RDC: TOUJOURS PAS DE SORTIE DE CRISE ?

Quinze jours de discussion se sont écoulés, aucun accord de conclu. L’Église congolaise (Cenco), médiatrice entre opposition et majorité s’était fixée pour unique objectif de parvenir à présenter un texte au plus tard le samedi 30 décembre dans la journée.

Finalement, en soirée, la mort dans l’âme, elle a annoncé qu’il n’y aurait pas de signature, mais que des compromis avaient été trouvés.

« Les délégués poursuivent leurs travaux de finalisation du texte. Le compromis politique ne peut pas être signé aujourd’hui », a déclaré vendredi soir Marcel Utembi, le président de la Conférence épiscopale nationale du Congo (Cenco), qui mène la médiation politique, au soir de ce vendredi. Le moins que l’on puisse dire, c’est que cette journée à été particulièrement mouvementée et incertaine.

Alors que les deux parties devaient se retrouvées ce samedi pour ficeler l’accord, a 10h, le Rassemblement de l’opposition est seul à la table des négociations. Le patron de l’Agence nationale des renseignements se trouve chez les évêques, fait qui laisse les opposants totalement dubitatifs quant à l’issue de la médiation. Le directeur de cabinet du président et le secrétaire général de la majorité s’engouffrent à leur tour chez les évêques pendant que majorité, opposition et société civile commencent à lire le protocole d’accord.

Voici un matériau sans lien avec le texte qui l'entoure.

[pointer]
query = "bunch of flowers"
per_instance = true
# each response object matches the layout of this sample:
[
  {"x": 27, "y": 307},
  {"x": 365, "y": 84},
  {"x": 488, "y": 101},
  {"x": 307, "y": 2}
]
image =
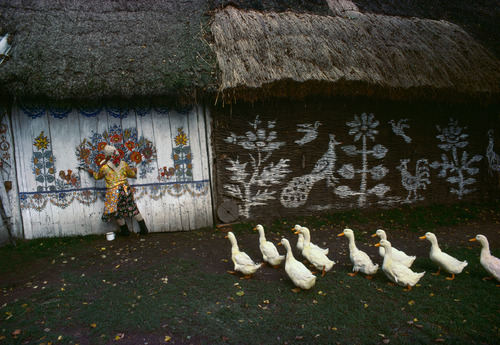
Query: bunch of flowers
[{"x": 136, "y": 151}]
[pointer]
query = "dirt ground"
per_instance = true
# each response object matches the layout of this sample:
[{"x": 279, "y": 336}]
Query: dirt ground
[{"x": 215, "y": 251}]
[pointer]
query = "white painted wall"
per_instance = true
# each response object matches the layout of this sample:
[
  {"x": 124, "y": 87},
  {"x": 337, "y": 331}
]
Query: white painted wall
[{"x": 53, "y": 209}]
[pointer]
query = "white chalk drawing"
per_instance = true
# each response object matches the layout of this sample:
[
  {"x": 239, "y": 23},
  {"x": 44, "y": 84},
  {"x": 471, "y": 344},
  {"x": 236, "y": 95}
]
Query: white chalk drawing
[
  {"x": 492, "y": 156},
  {"x": 363, "y": 127},
  {"x": 252, "y": 179},
  {"x": 296, "y": 192},
  {"x": 398, "y": 129},
  {"x": 453, "y": 139},
  {"x": 310, "y": 130},
  {"x": 412, "y": 183}
]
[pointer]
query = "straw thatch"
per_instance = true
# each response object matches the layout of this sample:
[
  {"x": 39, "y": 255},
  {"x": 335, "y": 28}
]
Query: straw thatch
[
  {"x": 293, "y": 55},
  {"x": 93, "y": 49}
]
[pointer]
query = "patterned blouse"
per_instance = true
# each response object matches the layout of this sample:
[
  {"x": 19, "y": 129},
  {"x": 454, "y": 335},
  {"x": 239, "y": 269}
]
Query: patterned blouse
[{"x": 114, "y": 180}]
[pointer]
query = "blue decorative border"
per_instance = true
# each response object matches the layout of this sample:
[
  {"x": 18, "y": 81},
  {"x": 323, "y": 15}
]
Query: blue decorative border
[{"x": 38, "y": 110}]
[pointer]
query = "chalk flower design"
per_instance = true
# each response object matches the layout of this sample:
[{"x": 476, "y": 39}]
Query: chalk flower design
[
  {"x": 250, "y": 180},
  {"x": 364, "y": 127}
]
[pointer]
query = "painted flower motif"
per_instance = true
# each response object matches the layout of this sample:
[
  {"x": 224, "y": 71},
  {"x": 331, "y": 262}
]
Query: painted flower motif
[
  {"x": 41, "y": 142},
  {"x": 136, "y": 157},
  {"x": 101, "y": 145},
  {"x": 363, "y": 126},
  {"x": 148, "y": 152},
  {"x": 181, "y": 138},
  {"x": 115, "y": 139},
  {"x": 84, "y": 154},
  {"x": 99, "y": 159},
  {"x": 130, "y": 145}
]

À 20 heures, le président de la Conférence épiscopale prend la parole devant la communauté diplomatique et quelques acteurs politiques égarés. Il annonce les grandes lignes de l’accord.
Premier point, Joseph Kabila reste en fonction jusqu’au soir de 2017, sans aucune possibilité de modifier la constitution de quelque manière que ce soit, et donc de se représenter. Deuxième élément, la primature revient à l’opposition, un des principaux blocage jusque là. À ses principaux éléments s’ajoutent la tenue des élections législatives et provinciales en 2017 au lieu de 2018 comme prévu par l’accord d’octobre, la prise de mesure de décrispation au moyen de la libération de prisonniers politiques. Libération qui se fera au cas par cas, par une commission de hauts magistrats. Voici donc les grandes lignes de l’accord. De sources épiscopales, Joseph Kabila ne devrait pas personnellement apposer sa signature sur le texte, mais son chef de délégation et il n’est pas le seul.
L’autre plateforme politique d’opposition, le Front pour la réforme de la Constitution a d’ores et déjà annoncée qu’elle ne souscrirait pas à l’accord, affirmant ne pas vouloir servir de faire-valoir à un accord qui ne leur accorde aucune place dans les instances mises en place. «Nous dénonçons le fait que ce n’est qu’un accord bilatéral, que les pourparlers étaient déjà boutiqués à l’avance entre la majorité et le Rassemblement.» affirme Eve Bazaiba, du Mouvement de libération du Congo (MLC). L’actuel Premier ministre, Samy Badibanga, l’un des vice-Premier ministre, José Makila, et un membre du gouvernement, Jean-Lucien Bussa, ont aussi assuré qu’eux non plus ne signeront pas l’accord. Pour eux, l’accord n’est pas basé sur le respect des principes démocratiques bénéfiques aux Congolais, mais sur la satisfaction des ambitions personnelles de la majorité et du Rassemblement. Pour Jean Lucien Bussa, ce compromis fait totalement fi de l’accord du 18 octobre 2016.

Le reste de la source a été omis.